You take the spray bottle outside and gently encourage the frog off. You stand up, go inside, close the door, turn around, and there's another frog. It's standing in the puddle of piss. It croaks at you. Okay, this is fine, you're fine. It's just a frog. You gently but firmly push the frog outside. You stand up, go inside—
There's seven frogs.
In frustration you spray the cleaning spray at one of the frogs. You didn't think it was that much, but the frog's eyes bulge and it croaks and hops around in circles. You watch, horrified, as it lands on its back and its legs stretch out and then it stops moving. The other frogs stare at you in silent judgment. Another one pees on your floor. You gently tap the overturned frog with the toe of your boot. It doesn't move, and it's starting to smell. You reach down and touch one of its feet. It doesn't respond. You go back to your kitchen and get your broom. You start to shoo the frogs out of the door. You get them all out. You close the door and, perhaps irrationally, lock it. You return the broom to the kitchen. There's a frog clinging to the handle. You shout and shake the broom and the frog flies off. It hits the floor with a wet thud and does not move. You pick the dead thing up by a foot and drop it in the trash can. It lands on 10 more frogs, sitting at the bottom, all peeing.

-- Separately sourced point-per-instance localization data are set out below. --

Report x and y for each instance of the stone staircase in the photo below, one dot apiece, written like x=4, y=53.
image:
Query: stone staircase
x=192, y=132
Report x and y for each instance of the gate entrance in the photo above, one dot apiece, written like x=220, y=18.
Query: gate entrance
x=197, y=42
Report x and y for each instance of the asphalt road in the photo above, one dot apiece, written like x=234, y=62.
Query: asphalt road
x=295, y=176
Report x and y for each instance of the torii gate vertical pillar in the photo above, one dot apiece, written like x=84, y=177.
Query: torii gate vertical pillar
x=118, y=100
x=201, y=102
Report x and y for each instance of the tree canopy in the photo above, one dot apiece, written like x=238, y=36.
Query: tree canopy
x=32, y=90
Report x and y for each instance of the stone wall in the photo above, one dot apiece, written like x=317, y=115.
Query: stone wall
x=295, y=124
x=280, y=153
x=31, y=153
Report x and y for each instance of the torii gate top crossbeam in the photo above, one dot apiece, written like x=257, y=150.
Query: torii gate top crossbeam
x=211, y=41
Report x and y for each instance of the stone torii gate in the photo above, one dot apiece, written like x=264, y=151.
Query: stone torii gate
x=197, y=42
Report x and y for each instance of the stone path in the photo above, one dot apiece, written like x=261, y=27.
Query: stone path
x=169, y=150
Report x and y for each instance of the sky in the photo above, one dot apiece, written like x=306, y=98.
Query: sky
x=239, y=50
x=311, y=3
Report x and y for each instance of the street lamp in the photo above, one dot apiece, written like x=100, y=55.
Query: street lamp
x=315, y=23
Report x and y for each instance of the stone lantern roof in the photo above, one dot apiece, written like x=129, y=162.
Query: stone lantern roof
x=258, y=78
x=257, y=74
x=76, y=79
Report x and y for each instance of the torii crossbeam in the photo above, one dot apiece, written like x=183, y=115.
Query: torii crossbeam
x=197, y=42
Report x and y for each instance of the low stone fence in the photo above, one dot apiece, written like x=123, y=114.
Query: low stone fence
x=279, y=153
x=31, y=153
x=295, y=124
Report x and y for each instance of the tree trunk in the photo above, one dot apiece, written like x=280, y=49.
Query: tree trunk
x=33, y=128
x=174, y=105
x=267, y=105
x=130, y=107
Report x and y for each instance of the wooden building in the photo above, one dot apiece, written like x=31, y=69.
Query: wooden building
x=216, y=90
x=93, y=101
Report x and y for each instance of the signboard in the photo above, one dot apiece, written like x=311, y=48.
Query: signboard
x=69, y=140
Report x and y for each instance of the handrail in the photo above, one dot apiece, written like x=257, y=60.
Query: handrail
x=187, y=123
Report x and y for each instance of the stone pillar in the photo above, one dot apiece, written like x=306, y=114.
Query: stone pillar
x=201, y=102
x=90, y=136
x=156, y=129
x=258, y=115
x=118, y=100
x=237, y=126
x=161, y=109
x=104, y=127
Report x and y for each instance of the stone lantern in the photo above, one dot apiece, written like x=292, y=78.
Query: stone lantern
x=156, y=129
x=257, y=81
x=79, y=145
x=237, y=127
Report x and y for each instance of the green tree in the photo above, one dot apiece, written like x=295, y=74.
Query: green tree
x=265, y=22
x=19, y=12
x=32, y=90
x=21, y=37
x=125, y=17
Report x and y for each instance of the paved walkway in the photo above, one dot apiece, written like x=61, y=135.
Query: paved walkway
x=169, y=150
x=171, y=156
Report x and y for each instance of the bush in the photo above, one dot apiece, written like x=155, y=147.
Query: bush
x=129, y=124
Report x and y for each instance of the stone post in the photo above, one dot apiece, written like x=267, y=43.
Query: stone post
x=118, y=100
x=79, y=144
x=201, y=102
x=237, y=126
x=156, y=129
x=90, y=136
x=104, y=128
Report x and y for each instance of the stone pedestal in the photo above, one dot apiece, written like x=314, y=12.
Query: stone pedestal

You go to your room and slam the door. Behind you you hear a croak. You turn, very very slowly, and look at your room. Every surface has at least one frog. They all just sit there, staring at you, peeing on your belongings. Several of them, implausibly, are already dead. Their overturned bodies create a stench you wonder how you could have missed. You don't even know what to do with this many frogs. Where do you begin? You go to the bathroom. There are frogs in your toilet. You spitefully go to flush it, but there's a frog clinging to the lever. You try to wash your face in the sink, but it's full of frogs. You leave the bathroom and feel something soft and small crunch beneath your foot...
Everything seems to freeze and you sense dozens of pairs of baleful black eyes turn toward you......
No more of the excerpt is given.